When it comes to mortifying me so severely as to have me entertaining thoughts of matricide, my mother is the master. My regular readers will know of her penchant for intervening in my love life, but for those new to this blog, you're in for a treat. Late last Thursday afternoon, Mum and I shared a cab home from shopping and, as is her habit, she was soon machine gunning our driver with questions about his private life. When her inquiry as to his marital status was responded to in the negative, she asked him how old he was.
'Twenty-eight,' he replied.
'Ooh! My daughter's available, and she likes 'em young!'
'How old is your daughter?'
'Forty this year,' she turned to me, 'aren't you, love?'
'Gee; you don't look forty.'
'There you go, love! Why don't you go out with him? He's interested, aren't you?'
Now, just to give everybody some perspective, I'll fill in a few details. This driver didn't help us load our groceries into the boot of the cab, despite the fact that we had two full trolley loads, as you do for two households. He was also rather cantankerous with my mother when she asked him to call another cab for an elderly lady who had been waiting over an hour. He did not strike me as a friendly or accommodating fellow and I was therefore not interested in him romantically. Fair enough, right? Well, not according to my mother.
'Well, are you gonna go out with him?'
'Oh, I actually prefer to go out with guys closer to my own age. I'm flattered though, thanks.'
'Since when do you not like younger blokes?' my mother exclaimed, 'God, you're fussy!'
The cab was silent for about sixty seconds after that and, judging by the way the driver was staring at the road ahead, I knew I had inadvertently offended him.

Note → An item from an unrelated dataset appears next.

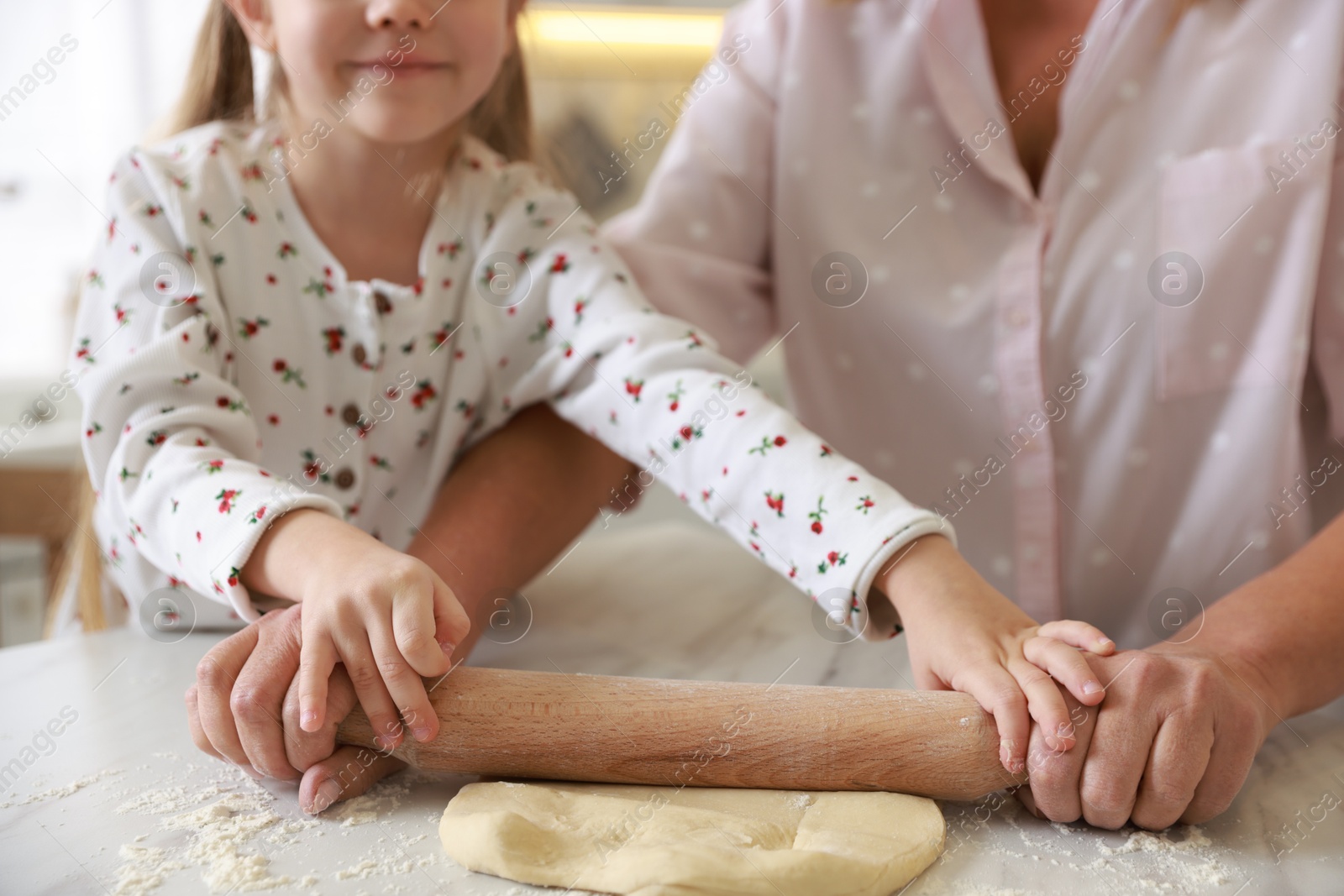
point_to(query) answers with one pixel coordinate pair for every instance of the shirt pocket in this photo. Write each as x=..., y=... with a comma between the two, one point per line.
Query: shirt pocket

'Are you just not interested in Indian men?'
Anyone who knows me well enough will tell you that I don't have a discriminatory bone in my body. Not to mention the fact that my Stepfather, a man who has actually been my real father for all intents and purposes since I was seven years old, is Indian, so I can say without so much as a hint of hesitation that race was not a factor in my decision to reject the advances of the man who looked ready to turn headlong into oncoming traffic at that moment. The simple truth of the matter was, I just didn't dig him. Despite my assurances, the driver looked unconvinced as to my subscription to the Melting Pot Theory, and the cab ride was eerily silent once we dropped Mum off at her place.
But it all turned out okay in the end; my mother was later advised, in no uncertain terms that she was not my pimp and that I am perfectly capable of making my own romantic connections when I so desire, and she has promised not to interfere again. I don't think there was any real harm done as far as the driver was concerned either...anyone can accidentally take their foot of the brake and let the car roll back while someone is unloading groceries from the trunk.